Forexpros – The euro fell against the U.S. dollar despite the European Central Bank’s loan package, as analysts believe its simply not enough to solve the debt crisis.

EUR/USD hit a low of 1.3026 during early U.S. trade. It is currently trading at 1.3077 off by 0.05%.

The pair was likely to find support at 1.3047 and technical resistance exists at 1.3091.

The single currency climbed to a weekly high earlier prior to turning negative even as the ECB upped the loan package to EUR489 billion in 1,134 day loans to banks.

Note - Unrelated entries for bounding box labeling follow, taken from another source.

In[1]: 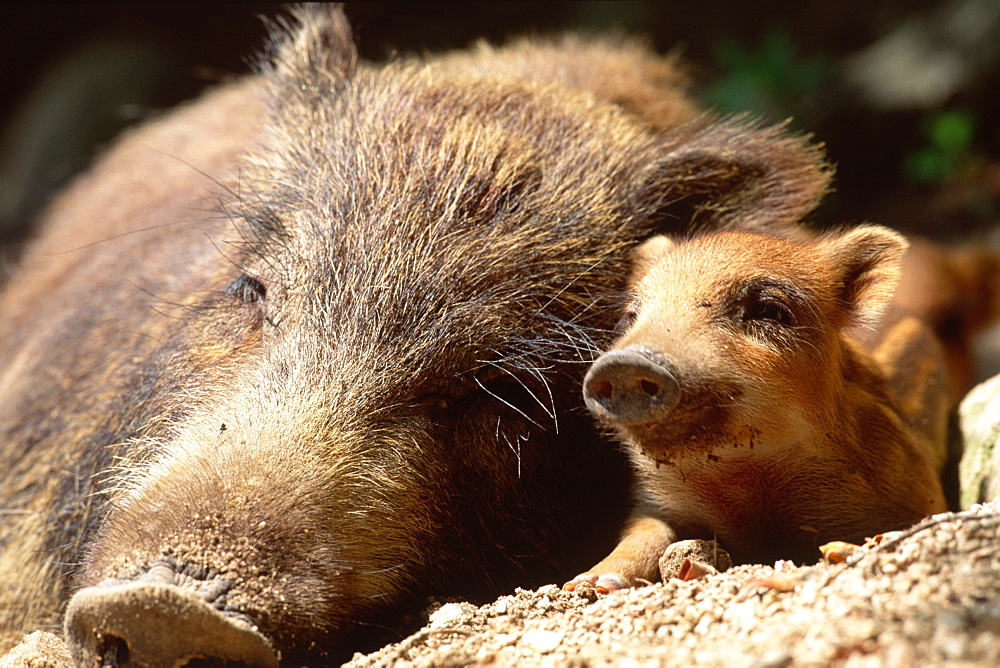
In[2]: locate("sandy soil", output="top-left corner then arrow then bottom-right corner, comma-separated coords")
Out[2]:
347,502 -> 1000,668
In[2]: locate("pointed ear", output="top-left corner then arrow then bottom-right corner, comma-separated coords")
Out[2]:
629,234 -> 677,285
822,225 -> 908,326
638,117 -> 832,231
264,3 -> 358,106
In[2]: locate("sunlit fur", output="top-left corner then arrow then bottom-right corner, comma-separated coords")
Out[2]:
0,7 -> 829,660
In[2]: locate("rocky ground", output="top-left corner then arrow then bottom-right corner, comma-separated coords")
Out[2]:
7,501 -> 1000,668
347,502 -> 1000,668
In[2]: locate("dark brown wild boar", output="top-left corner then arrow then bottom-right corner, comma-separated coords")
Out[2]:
0,7 -> 828,665
566,226 -> 952,590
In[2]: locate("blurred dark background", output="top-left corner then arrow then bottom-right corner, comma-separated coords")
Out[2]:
0,0 -> 1000,246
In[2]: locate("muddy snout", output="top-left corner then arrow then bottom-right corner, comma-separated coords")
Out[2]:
65,566 -> 278,668
583,348 -> 681,424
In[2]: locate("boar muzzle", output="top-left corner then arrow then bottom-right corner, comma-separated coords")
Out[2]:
65,565 -> 278,668
583,347 -> 681,424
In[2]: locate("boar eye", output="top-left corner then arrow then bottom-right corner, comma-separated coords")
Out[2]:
743,295 -> 795,327
226,274 -> 267,306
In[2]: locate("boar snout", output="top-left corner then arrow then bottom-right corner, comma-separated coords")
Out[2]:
583,347 -> 681,424
65,566 -> 278,668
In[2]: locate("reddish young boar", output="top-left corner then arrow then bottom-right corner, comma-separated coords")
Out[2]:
0,7 -> 828,665
567,226 -> 951,590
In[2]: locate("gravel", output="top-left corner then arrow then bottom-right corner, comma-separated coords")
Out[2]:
347,501 -> 1000,668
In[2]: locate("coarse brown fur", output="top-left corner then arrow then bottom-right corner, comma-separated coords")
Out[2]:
567,226 -> 953,589
0,7 -> 829,661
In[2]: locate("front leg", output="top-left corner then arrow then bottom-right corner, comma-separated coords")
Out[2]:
563,514 -> 677,593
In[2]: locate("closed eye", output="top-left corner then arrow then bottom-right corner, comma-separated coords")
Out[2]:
743,296 -> 795,327
226,274 -> 267,306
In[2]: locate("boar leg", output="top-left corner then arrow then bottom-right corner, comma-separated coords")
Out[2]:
563,515 -> 677,593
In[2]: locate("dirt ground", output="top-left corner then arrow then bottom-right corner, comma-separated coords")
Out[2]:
347,501 -> 1000,668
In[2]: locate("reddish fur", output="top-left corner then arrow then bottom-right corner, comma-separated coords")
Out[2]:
567,227 -> 951,589
0,6 -> 829,665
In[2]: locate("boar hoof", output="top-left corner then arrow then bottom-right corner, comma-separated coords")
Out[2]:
583,348 -> 680,424
65,581 -> 278,668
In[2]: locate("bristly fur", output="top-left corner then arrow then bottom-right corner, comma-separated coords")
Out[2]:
0,6 -> 829,662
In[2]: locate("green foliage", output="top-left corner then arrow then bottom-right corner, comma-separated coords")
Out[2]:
703,30 -> 833,119
903,110 -> 976,183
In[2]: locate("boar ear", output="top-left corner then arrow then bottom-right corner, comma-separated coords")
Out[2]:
822,225 -> 907,326
266,3 -> 358,100
640,117 -> 832,231
629,234 -> 677,285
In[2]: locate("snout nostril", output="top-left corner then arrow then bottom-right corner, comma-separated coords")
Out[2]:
97,635 -> 130,668
587,380 -> 615,399
639,378 -> 660,397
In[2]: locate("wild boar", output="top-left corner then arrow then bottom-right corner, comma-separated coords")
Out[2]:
0,7 -> 829,665
566,226 -> 952,590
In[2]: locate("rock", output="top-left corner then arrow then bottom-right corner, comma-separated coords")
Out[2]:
958,375 -> 1000,508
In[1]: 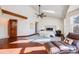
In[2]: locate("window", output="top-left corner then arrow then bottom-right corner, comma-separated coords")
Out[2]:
73,16 -> 79,33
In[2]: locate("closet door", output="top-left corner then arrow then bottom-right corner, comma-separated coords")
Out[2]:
8,19 -> 17,41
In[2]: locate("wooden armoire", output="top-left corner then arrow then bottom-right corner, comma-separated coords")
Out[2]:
8,19 -> 17,42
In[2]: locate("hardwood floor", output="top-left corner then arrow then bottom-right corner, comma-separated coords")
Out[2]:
0,37 -> 48,54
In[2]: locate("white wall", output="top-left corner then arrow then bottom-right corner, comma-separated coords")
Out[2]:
0,5 -> 35,38
38,17 -> 63,32
64,5 -> 79,36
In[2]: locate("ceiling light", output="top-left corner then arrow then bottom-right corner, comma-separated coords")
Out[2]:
43,10 -> 55,13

Most economists project that the euro zone will fail to grow next year due to austerity measures and the debt crisis. It is believed that the ECB’s loan package simply is not adequate to stem the debt tide.

Barclays has estimated, per Bloomberg, that today’s operation will put EUR193 billion of new money into the system, with EUR296 billion accounted for by maturing loans.

Borrowing costs climbed in Italy and Spain signaling yesterday’s optimism will be short lived, despite the euro injection

Noel Herbert of Mitsubishi UFJ Securities explained the problem to Bloomberg, “Much like the warnings of catastrophe are seldom fulfilled, so too the promises of resolution. In the end, you risk more euros in the system and you don’t solve the solvency issue.”

In addition, U.S. existing home sales in October were revised downward by almost 14% while November existing home sales numbers significantly missed estimates.

The Euro was also lower against the pound with EUR/GBP dropping 0.30% to hit 0.8327.

Investors await U.S. jobless claims Thursday.